Hacklander v. Parker

Decision Date13 January 1939
Docket Number31800.
Citation283 N.W. 406,204 Minn. 260
PartiesHACKLANDER v. PARKER.
CourtMinnesota Supreme Court

Appeal from District Court, Faribault County; Julius E. Haycraft Judge.

Action to determine boundary lines and to recover damages for trespass by Gladys Hacklander against Robert L. Parker. From an order denying defendant's motion for a new trial, the defendant appeals.

Reversed and new trial granted.

Syllabus by the Court .

1. A tax title is a new and original grant from the state as sovereign of title in fee, which is paramount as against the world and which supersedes and bars all other titles, claims and equities.

2. Mason Minn.St.1927, § 9187, does not permit a claimant of title to land by adverse possession in a boundary line dispute case to acquire title to the land by adverse possession as against a tax lien or tax title.

3. The action to determine boundaries, authorized by Mason Minn.St.1927, § 9590, is not merely to establish the boundary lines according to government survey, but also to determine the boundary line according to the respective existing rights of property of the parties.

Putnam 3 Carlson, of Blue Earth, for appellant.

Frundt & Morse, of Blue Earth, for respondent.

PETERSON, Justice.

This is an action to determine the boundary lines between the lands of the parties and to recover damages for trespass. Plaintiff has record title by warranty deed dated August 13 1936, to Lot 7 and the west one-half of Lot 8 in a certain block and addition in the city of Blue Earth, according to the plat thereof on file and of record. Defendant has record title to the east one-half of Lot 8 and property adjoining on the east. The boundary line in dispute is the line between the east one-half and the west one-half of Lot 8. Plaintiff claims title to the west 5.35 feet of the east one-half of Lot 8 by adverse possession thereof by her grantor and herself from 1911 to September, 1937, and that the boundary line between her and defendant's lands is on the east side of the 5.35 foot strip here in dispute.

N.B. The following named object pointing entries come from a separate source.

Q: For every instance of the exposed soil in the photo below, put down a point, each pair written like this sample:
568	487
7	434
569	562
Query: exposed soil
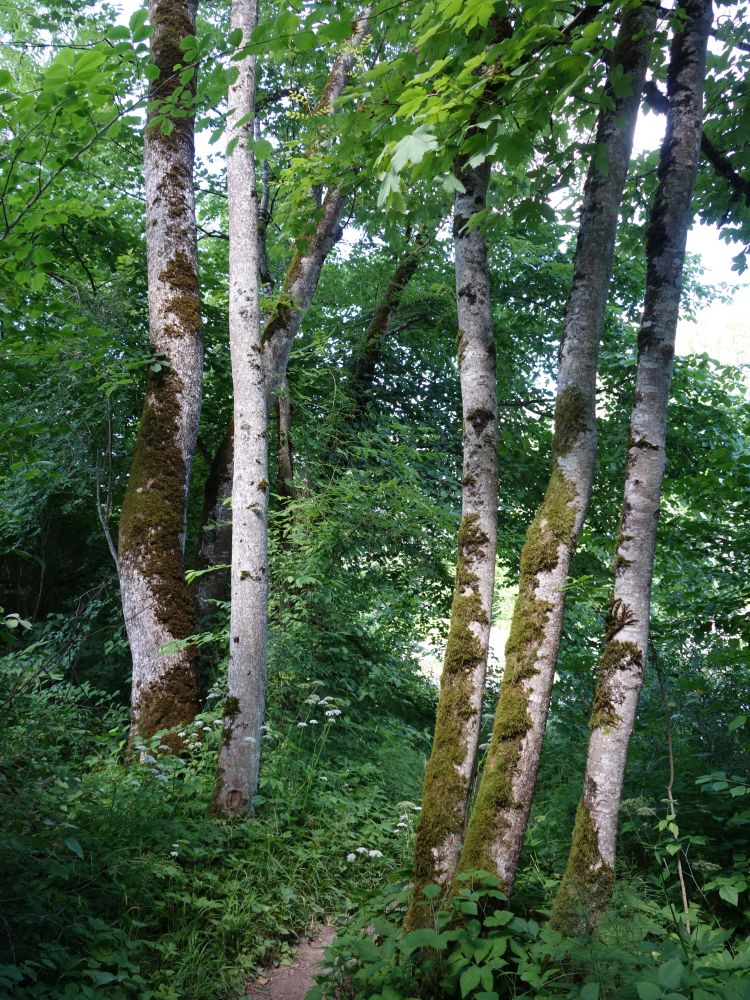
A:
291	982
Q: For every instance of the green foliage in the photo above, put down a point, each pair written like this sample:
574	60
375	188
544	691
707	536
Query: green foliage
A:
480	949
115	876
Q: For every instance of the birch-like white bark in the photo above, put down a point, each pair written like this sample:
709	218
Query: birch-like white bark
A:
300	283
239	757
157	605
498	822
450	770
587	885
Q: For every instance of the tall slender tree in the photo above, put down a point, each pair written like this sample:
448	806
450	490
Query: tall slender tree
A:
450	770
157	605
259	362
239	757
586	888
281	327
498	821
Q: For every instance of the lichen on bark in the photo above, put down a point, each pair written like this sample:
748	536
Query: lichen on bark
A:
445	788
552	526
586	887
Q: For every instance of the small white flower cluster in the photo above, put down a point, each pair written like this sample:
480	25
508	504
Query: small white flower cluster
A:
363	851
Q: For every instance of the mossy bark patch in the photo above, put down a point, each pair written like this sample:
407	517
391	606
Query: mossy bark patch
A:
150	538
552	526
446	790
572	418
586	887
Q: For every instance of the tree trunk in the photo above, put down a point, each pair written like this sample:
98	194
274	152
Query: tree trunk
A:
157	605
258	365
215	547
586	888
498	821
298	289
450	770
239	757
365	360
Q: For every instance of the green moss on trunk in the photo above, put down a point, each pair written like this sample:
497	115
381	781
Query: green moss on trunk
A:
151	528
445	792
552	526
586	888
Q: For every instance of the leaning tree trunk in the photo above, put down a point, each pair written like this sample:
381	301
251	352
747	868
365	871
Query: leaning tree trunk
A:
498	821
450	770
298	289
586	888
157	605
239	757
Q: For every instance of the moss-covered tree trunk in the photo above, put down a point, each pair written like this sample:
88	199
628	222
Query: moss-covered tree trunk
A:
298	289
587	884
450	770
498	822
157	605
239	757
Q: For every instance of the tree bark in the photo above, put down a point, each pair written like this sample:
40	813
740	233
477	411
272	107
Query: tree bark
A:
450	770
157	605
368	355
498	822
239	757
258	363
298	289
586	887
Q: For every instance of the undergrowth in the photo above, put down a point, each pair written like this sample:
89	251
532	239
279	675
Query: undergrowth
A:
116	882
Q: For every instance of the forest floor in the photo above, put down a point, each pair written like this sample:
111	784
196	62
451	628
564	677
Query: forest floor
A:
292	982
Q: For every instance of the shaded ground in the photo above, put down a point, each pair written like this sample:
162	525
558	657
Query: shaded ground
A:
291	982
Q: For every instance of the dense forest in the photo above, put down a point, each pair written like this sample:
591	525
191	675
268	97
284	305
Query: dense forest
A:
374	557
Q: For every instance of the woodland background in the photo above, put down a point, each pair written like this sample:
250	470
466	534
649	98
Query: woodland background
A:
116	879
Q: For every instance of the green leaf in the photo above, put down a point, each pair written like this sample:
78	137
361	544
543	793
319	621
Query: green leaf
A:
670	974
263	149
412	149
729	894
138	20
470	979
72	844
648	991
425	937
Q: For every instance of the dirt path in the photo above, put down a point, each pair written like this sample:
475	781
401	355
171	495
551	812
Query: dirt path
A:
291	982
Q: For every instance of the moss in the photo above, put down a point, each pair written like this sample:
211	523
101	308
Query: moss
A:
552	526
586	888
151	527
445	793
171	23
571	419
615	656
184	303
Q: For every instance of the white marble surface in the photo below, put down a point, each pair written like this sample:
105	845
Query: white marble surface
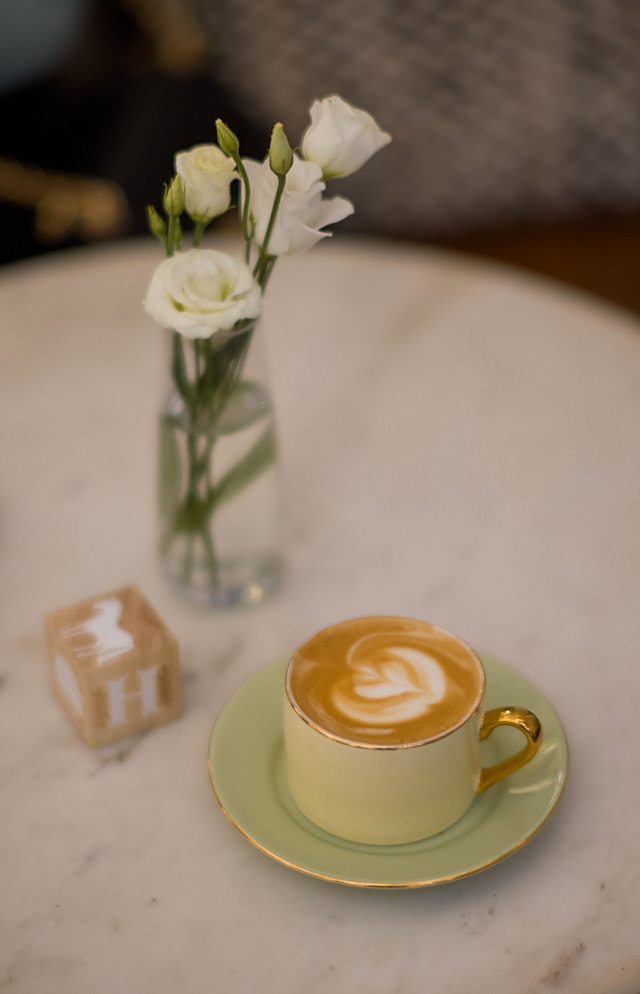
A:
461	444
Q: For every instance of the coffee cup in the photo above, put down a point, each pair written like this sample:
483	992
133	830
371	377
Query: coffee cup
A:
383	722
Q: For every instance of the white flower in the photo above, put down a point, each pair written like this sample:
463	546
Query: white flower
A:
341	137
302	211
207	174
202	291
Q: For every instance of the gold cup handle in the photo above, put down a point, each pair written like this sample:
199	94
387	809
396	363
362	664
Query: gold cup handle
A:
528	724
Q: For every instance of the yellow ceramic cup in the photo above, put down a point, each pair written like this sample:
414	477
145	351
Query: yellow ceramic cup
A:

Plaintiff's possession was interrupted by defendant's taking possession of said strip of land in September, 1937, which she claims was a trespass and for which she seeks $50 damages.

Defendant claims title in fee by a tax deed obtained by him from the state on February 10, 1931, based on the 1920 taxes, for which the state recovered judgment upon which the land was bid in for the state at the May, 1922, tax sale, and the same having been forfeited to the state for nonpayment of taxes was sold to defendant at the annual forfeited tax sale in August, 1930. Defendant's land was described in the tax assessments, judgment, sale and tax deed as the east one-half of Lot 8 and tract adjoining, Block 1, etc., according to the plat thereof. No notice was taken in any of the tax proceedings or the tax deed of possession of the disputed 5.35 foot strip by plaintiff's grantor. Nor did he by his deed to plaintiff include the same as part of the land he conveyed.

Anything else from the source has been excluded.